DOD Has Multiple Tools to Address Housing Shortfall
The services have a variety of approaches they are using — or plan to — to tackle housing deficits at growth installations, according to a recent report from the Government Accountability Office (GAO).
The tools are meant to help service members and their families obtain housing either on base or in the surrounding community. The congressional watchdog agency found that a shortfall exists at 19 of 26 mission growth installations.
Analysts interviewed housing officials at five growth sites — Cannon Air Force Base, N.M; Fort Drum, N.Y.; Fort Riley, Kan.; Fort Bliss, Texas; and Camp Lejeune and Marine Corps Air Station New River, N.C. Each of the installations is developing plans to negotiate with its housing privatization partners to increase the supply of adequate housing on base. At Bliss, for example, the privatization partner has agreed to build an additional 800 to 1,000 homes to address the deficit, GAO stated.
Installation-community collaboration also is making a dent in the problem. Growth management organizations, funded by the Office of Economic Adjustment, have sponsored studies to identify gaps in local infrastructure, such as housing, and have provided a forum for community and base officials to discuss challenges related to housing. The Fort Drum Regional Liaison Organization, for example, will host an event to bring together installation officials, developers, financiers, and state and local leaders to encourage the construction of housing outside the installation.
Use of the Military Family Housing Leasing program — commonly referred to as the Section 801 housing program — has expired or is expected to expire at four of the installations GAO reviewed.
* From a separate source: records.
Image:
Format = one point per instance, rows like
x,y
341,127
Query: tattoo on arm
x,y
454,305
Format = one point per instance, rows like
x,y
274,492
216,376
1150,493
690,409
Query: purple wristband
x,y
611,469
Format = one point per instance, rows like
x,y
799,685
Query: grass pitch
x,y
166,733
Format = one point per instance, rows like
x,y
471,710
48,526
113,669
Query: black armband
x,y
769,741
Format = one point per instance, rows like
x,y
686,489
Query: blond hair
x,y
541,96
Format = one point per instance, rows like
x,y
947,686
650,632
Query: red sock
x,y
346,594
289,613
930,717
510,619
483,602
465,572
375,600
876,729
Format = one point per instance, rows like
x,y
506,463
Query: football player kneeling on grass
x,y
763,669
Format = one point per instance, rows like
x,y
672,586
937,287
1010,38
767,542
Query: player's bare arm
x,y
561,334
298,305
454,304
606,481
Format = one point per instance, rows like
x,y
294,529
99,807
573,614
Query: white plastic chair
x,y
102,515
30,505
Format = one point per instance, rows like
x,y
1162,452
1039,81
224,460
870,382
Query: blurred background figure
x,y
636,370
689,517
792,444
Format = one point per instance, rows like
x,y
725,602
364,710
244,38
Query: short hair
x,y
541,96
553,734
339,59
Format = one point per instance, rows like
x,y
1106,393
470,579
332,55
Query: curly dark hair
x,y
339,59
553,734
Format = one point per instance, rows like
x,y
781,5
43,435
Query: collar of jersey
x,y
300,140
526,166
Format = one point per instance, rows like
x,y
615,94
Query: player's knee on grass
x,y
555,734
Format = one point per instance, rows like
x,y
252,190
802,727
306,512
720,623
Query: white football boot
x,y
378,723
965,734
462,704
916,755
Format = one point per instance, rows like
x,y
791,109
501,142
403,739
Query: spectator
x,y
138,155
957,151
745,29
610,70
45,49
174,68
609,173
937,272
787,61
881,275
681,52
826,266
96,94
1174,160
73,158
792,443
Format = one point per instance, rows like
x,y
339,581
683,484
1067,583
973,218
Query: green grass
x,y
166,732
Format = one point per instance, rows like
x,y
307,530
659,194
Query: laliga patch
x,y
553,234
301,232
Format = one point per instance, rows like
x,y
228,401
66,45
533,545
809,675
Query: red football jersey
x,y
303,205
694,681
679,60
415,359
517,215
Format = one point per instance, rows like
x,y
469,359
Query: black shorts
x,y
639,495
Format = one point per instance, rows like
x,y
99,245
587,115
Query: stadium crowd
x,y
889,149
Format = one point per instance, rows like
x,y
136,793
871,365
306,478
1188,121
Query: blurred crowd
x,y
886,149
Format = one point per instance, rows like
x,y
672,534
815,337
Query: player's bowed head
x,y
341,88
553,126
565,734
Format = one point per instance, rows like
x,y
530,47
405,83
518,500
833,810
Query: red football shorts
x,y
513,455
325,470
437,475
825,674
Existing contracts at Cannon, however, may be extended to meet the increased housing demand. The program, considered a forerunner to the housing privatization initiative, allows the services to contract with developers to build new rental housing on or near installations.
Forts Drum and Bliss are relying on the domestic leasing program as a bridging strategy to provide temporary housing for military families until their host communities can respond to the increased demand for housing, according to the report. The military pays rent and other housing costs of privately owned housing that is assigned to military families as government quarters, under this program.
Those two posts also have been allowed to extend use of the temporary lodging expense allowance from 10 days to 60 days. The program partially offsets expenses when a service member occupies temporary quarters while moving to a new duty station.